One of the most common requests regarding TACACS+, that I get, relates to restricting CLI access using command authorization on IOS. Usually my customers want to ensure that a group of users can only execute some show commands for monitoring purpose. Though command authorization works well, it does leave a scope for increased privilege due to configuration mistakes. That brings me to the topic of this article – Not Everyone requires access to the CLI. We do not really need to give everyone access to the command line. This article discusses an alternative to command authorization.
For monitoring purposes, we can configure the user profile such that a command is executed immediately after login and the user is disconnected. This can be used to execute a single command or bring up a text-based menu consisting of a bunch of commands. This can achieved using the autocommand attribute in the user profile. Since this is a user/group profile based attribute, it can be different for each user/group. This attribute can be configured for users defined on a TACACS+ server as well as the local users defined on IOS.
For this article, I am going to configure a local user with the autocommand attribute that will display a menu after the user logs in. Once the user exits the menu, the device will close the session.
A sample menu with some basic show commands is shown below:
menu test title ^C Monitoring Menu ^C
menu test text Select Option:
menu test text 1 Show Configuration
menu test command 1 show running-config
menu test options 1 pause
menu test text 2 Show Active Interfaces
menu test command 2 show ip interface brief | e una
menu test options 2 pause
menu test text 3 Show Version
menu test command 3 show version
menu test options 3 pause
menu test text 4 Show Routing Table
menu test command 4 show ip route
menu test options 4 pause
menu test text 5 Exit
menu test command 5 Exit
menu test clear-screen
menu test line-mode
The AAA configuration and the user profile used is given below:
aaa new-model
aaa authentication login default local
aaa authorization exec default local
username monitor privilege 15 password cisco123
Note that EXEC authorization has been enabled and the user has been given privilege level 15. If this is not done, privilege 15 commands will not be executed when used with autocommand.
To bind the menu to the user login, use the following command:
username monitor autocommand menu test
Though local database is used in the example here, a TACACS+ server can be used as easily.
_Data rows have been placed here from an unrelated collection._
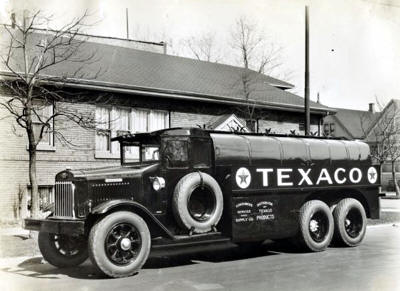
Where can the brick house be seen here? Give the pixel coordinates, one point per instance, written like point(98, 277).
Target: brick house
point(141, 91)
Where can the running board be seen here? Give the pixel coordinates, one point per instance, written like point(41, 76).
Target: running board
point(190, 240)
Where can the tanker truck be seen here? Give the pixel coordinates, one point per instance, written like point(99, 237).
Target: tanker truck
point(188, 186)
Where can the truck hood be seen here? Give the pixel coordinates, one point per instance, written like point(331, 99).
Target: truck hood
point(113, 172)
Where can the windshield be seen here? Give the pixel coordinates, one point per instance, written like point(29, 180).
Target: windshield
point(136, 153)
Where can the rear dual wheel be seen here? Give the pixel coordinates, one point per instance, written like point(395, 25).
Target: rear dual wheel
point(316, 226)
point(350, 222)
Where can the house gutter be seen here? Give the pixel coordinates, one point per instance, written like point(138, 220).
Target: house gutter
point(165, 93)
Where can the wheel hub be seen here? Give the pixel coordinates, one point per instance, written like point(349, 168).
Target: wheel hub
point(314, 225)
point(125, 244)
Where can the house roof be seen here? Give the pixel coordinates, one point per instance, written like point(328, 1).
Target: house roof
point(141, 72)
point(384, 118)
point(355, 122)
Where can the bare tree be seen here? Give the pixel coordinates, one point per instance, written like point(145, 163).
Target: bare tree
point(383, 134)
point(203, 48)
point(26, 61)
point(255, 52)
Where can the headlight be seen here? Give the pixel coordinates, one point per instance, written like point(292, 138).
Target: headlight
point(158, 183)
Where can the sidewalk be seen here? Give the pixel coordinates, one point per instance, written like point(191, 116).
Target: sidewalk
point(15, 241)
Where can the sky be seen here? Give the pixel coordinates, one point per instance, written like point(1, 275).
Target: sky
point(354, 45)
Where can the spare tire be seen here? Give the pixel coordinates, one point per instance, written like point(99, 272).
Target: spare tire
point(197, 202)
In the user profile on the TACACS+ server, enable the autocommand attribute and define the command to be executed as the attribute value. In addition to that, ensure that Privilege Level attribute is selected with the value set to 15.
Using the autocommand attribute, you can ensure that users have access to the commands they absolutely require without actual CLI access. Another benefit of this option is that users with limited or no knowledge of IOS, can be given a menu based option to perform monitoring tasks.